Glanbia is on course to achieve forecast earnings per share in the current year, the group's incoming managing director, Mr John Moloney, said at its annual general meeting in Kilkenny yesterday.
The biggest issue in the first five months of the year was the foot-and-mouth outbreak in Britain, which closed Glanbia's pig slaughtering there for five weeks. "We managed to reduce our cost base and open a supply line from Ireland, so we kept our customers. We are out of Japan on pig meat, but as a consequence we have sold more in Europe," Mr Moloney said. Glanbia's Irish and US operations were performing well, he reported. "We are quietly pleased with the development in the US cheese market, where prices have improved and we believe that progress will be sustained through the rest of the year."
The £300 million sterling (€496.5 million) deal for the food services company in Britain to supply hotel group Compass with chilled foods over five years was a considerable boost to the UK operation, he said. "There is a strong focus on tighter cash management and debt reduction has been satisfactory to date," he said. This was the most upbeat presentation from Glanbia's management in the last three years and analysts now say it has plumbed the depths and is on the way up again.

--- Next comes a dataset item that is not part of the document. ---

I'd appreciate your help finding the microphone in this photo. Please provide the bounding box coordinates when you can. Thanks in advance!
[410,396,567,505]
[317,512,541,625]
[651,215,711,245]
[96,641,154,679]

During the meeting, shareholder Mr Tom Hickey, of Stradbally, Co Waterford, asked if the board had advice on the legality of deducting 1p a gallon from suppliers, to be put into a revolving fund to clear the £30 million debt in the co-operative, which controls 55 per cent of the shares in the plc. Mr Ciaran Bolger for Glanbia said the milk price was a matter for the board to decide. Several shareholders, including Mr Hickey, objected to the deduction, which they said was being done without their permission. They said they would take their own legal advice.